Lowering of one or more of insurer financial strength ratings of AEGON’s insurance subsidiaries and the adverse impact such action may have on the premium writings, policy retention, profitability of its insurance subsidiaries and liquidity;

 

 

The effect of the European Union’s Solvency II requirements and other regulations in other jurisdictions affecting the capital AEGON is required to maintain;

 

 

Litigation or regulatory action that could require AEGON to pay significant damages or change the way the company does business;

 

 

As AEGON’s operations support complex transactions and are highly dependent on the proper functioning of information technology, a computer system failure or security breach may disrupt the company’s business, damage its reputation and adversely affect its results of operations, financial condition and cash flows;

 

 

Customer responsiveness to both new products and distribution channels;

 

 

Competitive, legal, regulatory, or tax changes that affect profitability, the distribution cost of or demand for AEGON’s products;

 

 

Changes in accounting regulations and policies may affect AEGON’s reported results and shareholder’s equity;

 

 

The impact of acquisitions and divestitures, restructurings, product withdrawals and other unusual items, including AEGON’s ability to integrate acquisitions and to obtain the anticipated results and synergies from acquisitions;

 

 

Catastrophic events, either manmade or by nature, could result in material losses and significantly interrupt AEGON’s business; and

 

 

AEGON’s failure to achieve anticipated levels of earnings or operational efficiencies as well as other cost saving initiatives.

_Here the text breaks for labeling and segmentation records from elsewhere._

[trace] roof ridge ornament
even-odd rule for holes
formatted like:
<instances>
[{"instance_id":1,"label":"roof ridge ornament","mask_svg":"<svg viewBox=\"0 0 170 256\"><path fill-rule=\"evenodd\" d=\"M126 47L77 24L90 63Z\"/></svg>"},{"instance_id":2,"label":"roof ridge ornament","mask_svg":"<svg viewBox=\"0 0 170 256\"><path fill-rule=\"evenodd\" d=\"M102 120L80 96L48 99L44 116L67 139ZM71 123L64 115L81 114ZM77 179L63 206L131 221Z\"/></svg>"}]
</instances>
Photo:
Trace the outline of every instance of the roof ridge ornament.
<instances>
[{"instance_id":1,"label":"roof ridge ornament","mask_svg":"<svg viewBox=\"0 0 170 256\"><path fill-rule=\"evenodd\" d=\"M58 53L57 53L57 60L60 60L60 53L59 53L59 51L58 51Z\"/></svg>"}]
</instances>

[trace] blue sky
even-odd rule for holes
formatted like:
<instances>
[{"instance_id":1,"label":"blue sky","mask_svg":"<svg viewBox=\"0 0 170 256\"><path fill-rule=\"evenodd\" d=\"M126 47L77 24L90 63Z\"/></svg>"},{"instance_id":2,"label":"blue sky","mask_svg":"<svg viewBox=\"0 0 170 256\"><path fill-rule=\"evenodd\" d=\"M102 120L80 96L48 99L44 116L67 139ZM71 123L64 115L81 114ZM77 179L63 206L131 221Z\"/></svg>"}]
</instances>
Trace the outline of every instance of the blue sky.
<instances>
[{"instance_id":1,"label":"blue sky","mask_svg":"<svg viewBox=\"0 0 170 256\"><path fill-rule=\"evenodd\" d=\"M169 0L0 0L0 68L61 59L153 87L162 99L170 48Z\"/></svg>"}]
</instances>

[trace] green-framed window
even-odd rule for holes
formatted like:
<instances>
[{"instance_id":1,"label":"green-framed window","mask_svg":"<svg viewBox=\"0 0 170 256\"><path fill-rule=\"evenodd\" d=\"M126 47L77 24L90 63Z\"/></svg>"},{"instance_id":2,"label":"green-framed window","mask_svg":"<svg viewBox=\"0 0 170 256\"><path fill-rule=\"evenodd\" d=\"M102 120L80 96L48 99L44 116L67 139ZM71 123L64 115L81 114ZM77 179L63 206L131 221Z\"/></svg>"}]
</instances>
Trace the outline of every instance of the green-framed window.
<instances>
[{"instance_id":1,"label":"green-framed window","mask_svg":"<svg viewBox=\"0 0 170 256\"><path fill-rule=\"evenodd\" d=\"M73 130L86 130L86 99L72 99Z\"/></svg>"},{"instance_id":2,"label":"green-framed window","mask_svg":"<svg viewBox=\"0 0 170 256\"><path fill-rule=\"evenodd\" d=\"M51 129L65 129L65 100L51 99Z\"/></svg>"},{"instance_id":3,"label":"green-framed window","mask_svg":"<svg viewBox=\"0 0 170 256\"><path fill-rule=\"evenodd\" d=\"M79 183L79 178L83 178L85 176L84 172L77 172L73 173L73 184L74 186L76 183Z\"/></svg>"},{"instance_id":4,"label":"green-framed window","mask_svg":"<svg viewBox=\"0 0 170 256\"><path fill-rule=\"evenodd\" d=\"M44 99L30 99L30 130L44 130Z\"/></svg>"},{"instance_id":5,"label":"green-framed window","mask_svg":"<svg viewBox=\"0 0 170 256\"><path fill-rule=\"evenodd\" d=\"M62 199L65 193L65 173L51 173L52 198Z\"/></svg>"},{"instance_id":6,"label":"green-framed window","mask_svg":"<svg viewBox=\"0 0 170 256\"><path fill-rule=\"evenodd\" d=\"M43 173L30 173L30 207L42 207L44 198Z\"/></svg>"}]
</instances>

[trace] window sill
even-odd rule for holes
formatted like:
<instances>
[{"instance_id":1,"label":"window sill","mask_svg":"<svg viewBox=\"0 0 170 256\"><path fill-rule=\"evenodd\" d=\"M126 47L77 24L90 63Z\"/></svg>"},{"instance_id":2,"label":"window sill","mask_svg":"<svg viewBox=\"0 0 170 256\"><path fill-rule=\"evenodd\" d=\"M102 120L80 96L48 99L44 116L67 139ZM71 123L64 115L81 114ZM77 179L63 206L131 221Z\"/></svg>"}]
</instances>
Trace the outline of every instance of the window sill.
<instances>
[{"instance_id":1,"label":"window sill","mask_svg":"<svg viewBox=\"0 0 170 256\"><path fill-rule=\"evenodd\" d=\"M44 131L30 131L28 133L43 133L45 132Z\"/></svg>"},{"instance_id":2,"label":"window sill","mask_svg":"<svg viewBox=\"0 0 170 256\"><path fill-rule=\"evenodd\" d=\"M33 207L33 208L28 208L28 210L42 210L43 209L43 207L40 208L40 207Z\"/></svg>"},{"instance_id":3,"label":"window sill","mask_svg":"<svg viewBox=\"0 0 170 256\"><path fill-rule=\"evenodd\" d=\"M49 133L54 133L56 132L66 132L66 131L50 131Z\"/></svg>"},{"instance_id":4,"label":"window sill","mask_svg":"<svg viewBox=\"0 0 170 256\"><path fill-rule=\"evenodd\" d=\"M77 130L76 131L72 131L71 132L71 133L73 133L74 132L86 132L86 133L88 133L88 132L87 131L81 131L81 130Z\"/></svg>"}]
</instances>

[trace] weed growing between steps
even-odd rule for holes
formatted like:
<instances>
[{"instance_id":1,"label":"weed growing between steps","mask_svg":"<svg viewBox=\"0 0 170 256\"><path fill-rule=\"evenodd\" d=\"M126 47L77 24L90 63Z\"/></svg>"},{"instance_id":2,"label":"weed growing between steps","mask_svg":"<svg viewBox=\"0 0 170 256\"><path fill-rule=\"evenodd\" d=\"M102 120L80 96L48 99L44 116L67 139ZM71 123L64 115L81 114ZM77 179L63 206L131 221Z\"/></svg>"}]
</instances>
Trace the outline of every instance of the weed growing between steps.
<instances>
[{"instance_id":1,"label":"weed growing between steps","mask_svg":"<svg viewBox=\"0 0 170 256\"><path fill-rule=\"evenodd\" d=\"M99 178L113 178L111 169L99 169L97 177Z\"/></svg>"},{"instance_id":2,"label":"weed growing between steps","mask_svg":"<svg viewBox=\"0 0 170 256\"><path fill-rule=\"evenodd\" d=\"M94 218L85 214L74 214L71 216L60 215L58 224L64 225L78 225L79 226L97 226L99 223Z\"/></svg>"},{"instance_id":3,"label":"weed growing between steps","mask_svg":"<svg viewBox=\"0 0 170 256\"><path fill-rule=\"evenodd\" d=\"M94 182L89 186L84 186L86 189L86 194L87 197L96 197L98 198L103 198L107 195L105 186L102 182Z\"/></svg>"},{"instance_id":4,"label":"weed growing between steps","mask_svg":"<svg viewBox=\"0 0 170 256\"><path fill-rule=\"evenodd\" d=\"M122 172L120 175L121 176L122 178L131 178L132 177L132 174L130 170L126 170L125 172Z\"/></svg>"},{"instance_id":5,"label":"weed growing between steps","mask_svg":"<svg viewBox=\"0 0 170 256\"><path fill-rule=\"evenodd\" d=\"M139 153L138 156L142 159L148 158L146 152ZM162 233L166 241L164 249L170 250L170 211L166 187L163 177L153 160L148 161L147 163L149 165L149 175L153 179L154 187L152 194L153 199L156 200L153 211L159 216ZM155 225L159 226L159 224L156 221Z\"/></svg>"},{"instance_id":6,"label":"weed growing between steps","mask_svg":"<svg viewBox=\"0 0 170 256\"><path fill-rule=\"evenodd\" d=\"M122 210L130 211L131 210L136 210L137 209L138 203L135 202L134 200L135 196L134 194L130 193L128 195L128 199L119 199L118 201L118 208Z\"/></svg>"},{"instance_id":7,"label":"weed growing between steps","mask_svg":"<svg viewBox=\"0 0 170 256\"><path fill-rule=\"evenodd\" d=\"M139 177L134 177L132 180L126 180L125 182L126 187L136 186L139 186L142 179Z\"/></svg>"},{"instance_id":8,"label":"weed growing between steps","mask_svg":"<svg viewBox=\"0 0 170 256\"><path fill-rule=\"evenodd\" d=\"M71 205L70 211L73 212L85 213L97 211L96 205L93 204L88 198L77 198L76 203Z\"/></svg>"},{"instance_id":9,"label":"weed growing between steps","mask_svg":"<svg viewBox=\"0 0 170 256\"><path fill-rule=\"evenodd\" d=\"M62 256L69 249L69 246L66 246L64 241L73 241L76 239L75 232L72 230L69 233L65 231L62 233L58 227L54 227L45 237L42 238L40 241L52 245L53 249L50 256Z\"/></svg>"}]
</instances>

Further details of potential risks and uncertainties affecting the company are described in the company’s filings with NYSE Euronext Amsterdam and the US Securities and Exchange Commission, including the Annual Report. These forward-looking statements speak only as of the date of this document. Except as required by any applicable law or regulation, the company expressly disclaims any obligation or undertaking to release publicly any updates or revisions to any forward-looking statements contained herein to reflect any change in the company’s expectations with regard thereto or any change in events, conditions or circumstances on which any such statement is based.